Do You Know Your AC Myths from Facts?
Myth: For better cooling, get a bigger air conditioner.
Fact: Over-sizing an AC system can be just as bad as under-sizing it. For the most efficient and effective home cooling, an air conditioner should be sized to match the cooling load of your home. One that’s too big will
- short cycle (run in frequent short bursts), which wastes energy (the most energy is expended when the blower initially kicks on),
- deliver uneven cooling and
- stress the equipment.
Meanwhile, an undersized air conditioner will struggle to adequately cool your home.
A competent and qualified HVAC company in Cincinnati (or wherever you happen to live) will conduct a cooling-load calculation before they recommend a new AC for your home. Consult an experienced and reputable AC installation company for a recommendation you can trust.
Myth: You can obtain quicker cooling in a hot house by setting the thermostat much lower than you really need.

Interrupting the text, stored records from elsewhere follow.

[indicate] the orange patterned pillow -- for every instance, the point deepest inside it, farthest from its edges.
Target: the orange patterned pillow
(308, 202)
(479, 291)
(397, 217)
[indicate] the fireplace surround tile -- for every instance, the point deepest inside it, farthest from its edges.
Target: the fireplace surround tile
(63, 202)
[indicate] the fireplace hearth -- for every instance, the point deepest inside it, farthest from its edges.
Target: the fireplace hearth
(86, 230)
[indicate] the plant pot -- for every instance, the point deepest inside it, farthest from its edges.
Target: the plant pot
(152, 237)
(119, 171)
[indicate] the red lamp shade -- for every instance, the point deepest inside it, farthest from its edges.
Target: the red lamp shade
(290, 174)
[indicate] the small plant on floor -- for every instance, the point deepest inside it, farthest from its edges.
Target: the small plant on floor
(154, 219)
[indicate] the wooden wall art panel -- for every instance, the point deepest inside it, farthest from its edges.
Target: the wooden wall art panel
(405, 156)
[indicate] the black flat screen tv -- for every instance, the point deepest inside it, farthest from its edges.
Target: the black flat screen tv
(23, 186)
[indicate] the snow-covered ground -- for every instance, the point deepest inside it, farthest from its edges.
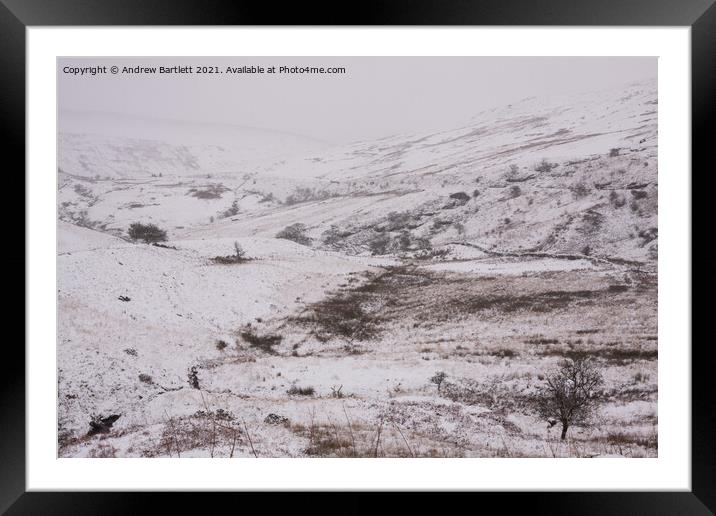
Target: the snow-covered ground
(490, 253)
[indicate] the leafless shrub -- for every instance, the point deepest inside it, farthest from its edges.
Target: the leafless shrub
(263, 342)
(193, 377)
(545, 166)
(438, 379)
(295, 390)
(147, 232)
(570, 394)
(296, 233)
(580, 190)
(239, 256)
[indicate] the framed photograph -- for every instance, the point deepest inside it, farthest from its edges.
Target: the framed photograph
(416, 248)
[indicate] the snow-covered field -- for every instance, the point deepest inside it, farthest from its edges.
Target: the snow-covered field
(489, 253)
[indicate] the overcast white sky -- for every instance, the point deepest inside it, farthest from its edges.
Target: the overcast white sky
(378, 96)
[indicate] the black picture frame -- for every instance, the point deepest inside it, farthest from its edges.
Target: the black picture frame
(17, 15)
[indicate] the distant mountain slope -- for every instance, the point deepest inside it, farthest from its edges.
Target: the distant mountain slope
(108, 146)
(575, 175)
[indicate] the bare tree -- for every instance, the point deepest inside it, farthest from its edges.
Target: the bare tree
(438, 379)
(239, 252)
(570, 394)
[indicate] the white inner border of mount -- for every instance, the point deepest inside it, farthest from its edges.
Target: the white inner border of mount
(670, 471)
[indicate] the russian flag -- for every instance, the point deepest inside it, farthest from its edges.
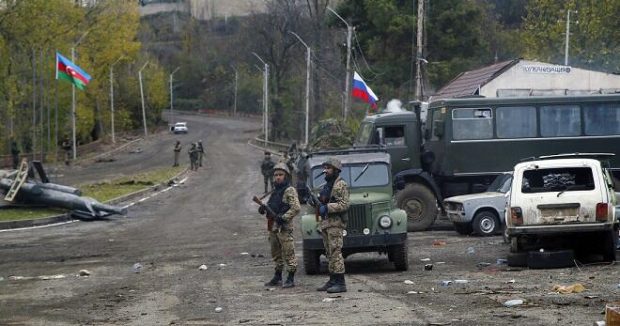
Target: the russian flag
(363, 92)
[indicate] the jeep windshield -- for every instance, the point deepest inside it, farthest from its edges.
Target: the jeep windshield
(557, 179)
(356, 175)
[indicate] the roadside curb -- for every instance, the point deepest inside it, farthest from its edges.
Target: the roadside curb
(67, 217)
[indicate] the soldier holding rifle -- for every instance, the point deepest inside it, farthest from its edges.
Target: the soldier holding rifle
(332, 205)
(282, 207)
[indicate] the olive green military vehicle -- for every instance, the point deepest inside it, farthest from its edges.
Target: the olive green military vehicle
(374, 223)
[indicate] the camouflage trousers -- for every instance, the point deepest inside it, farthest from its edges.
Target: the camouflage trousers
(283, 250)
(331, 230)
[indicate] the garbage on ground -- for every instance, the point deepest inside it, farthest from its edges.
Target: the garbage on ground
(137, 267)
(438, 243)
(566, 289)
(612, 313)
(514, 303)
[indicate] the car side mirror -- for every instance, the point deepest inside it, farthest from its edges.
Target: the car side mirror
(438, 128)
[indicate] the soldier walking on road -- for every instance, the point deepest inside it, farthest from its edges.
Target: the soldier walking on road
(193, 157)
(285, 204)
(334, 203)
(266, 169)
(177, 152)
(201, 152)
(14, 153)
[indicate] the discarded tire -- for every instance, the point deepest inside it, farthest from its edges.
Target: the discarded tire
(550, 259)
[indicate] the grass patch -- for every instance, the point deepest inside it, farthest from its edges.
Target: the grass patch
(102, 191)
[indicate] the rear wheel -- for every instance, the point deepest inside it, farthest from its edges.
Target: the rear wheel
(486, 223)
(398, 254)
(312, 262)
(420, 204)
(463, 228)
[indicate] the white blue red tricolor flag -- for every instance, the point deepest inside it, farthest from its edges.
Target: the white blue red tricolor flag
(363, 92)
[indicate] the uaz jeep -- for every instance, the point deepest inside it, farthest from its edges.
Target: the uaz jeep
(374, 223)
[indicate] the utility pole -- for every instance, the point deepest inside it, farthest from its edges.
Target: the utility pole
(307, 97)
(347, 85)
(265, 96)
(567, 36)
(112, 97)
(142, 97)
(172, 96)
(419, 45)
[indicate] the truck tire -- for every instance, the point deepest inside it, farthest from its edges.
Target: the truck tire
(463, 228)
(420, 204)
(486, 223)
(398, 254)
(609, 244)
(312, 261)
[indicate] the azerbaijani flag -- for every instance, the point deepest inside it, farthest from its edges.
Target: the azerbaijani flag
(362, 91)
(67, 70)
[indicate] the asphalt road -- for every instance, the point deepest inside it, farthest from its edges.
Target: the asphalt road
(211, 220)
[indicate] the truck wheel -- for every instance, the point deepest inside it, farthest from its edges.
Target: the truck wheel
(610, 241)
(463, 228)
(486, 223)
(312, 262)
(420, 204)
(399, 256)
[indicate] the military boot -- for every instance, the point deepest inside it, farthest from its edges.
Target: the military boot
(328, 284)
(339, 285)
(290, 280)
(276, 280)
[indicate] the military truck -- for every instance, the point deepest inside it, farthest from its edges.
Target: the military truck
(469, 141)
(374, 223)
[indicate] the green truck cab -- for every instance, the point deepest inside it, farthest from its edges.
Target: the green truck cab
(374, 223)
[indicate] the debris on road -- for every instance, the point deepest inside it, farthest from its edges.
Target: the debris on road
(566, 289)
(137, 267)
(514, 303)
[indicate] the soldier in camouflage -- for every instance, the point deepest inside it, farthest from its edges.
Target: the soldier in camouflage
(334, 198)
(266, 168)
(285, 204)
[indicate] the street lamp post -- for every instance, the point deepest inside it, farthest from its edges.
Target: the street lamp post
(172, 96)
(347, 85)
(73, 111)
(307, 99)
(112, 97)
(142, 97)
(265, 96)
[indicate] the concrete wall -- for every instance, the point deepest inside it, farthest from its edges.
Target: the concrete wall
(539, 78)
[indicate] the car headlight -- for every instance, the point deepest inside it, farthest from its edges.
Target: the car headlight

Fact: Your AC isn’t going to arrive at the desired temperature any quicker this way, and setting an unnaturally low thermostat temperature could damage your equipment, especially if you forget you set it that low and don’t change it back.
This is particularly hazardous during excessively warm weather. Most AC systems aren’t designed to bridge the difference between 95 and 62 degrees for an extended period, and you’ll end up with a broken AC system if you allow that to happen.
Which Other AC Truths Do You Already Know?
Myth: Your air conditioner’s only function is home cooling.
Fact: In addition to cooling, a properly operating air conditioner should remove moisture from interior air, making the home feel more comfortable, eliminating condensation on cooled surfaces and reducing the spread of mold and mildew. If your AC isn’t reducing humidity, you should get it checked by a reputable HVAC professional.
Myth: Leaving your AC running all day in an empty house will save more energy than turning it off in the morning and then turning it back on when you get home.
Fact: Unless you have a reason for maintaining a moderately cool home when you’re away all day (such as pets that are home all day), turn off the AC on mildly warm days – or on hotter days, leave it on, but with the temperature setting turned up several degrees – before you leave and then adjust the setting when you get home.
For an even better result, a programmable thermostat will allow you to set temperature changes ahead of time, so the house is comfortably cool when you’re expected to return, but you aren’t wasting energy cooling an empty house all day long.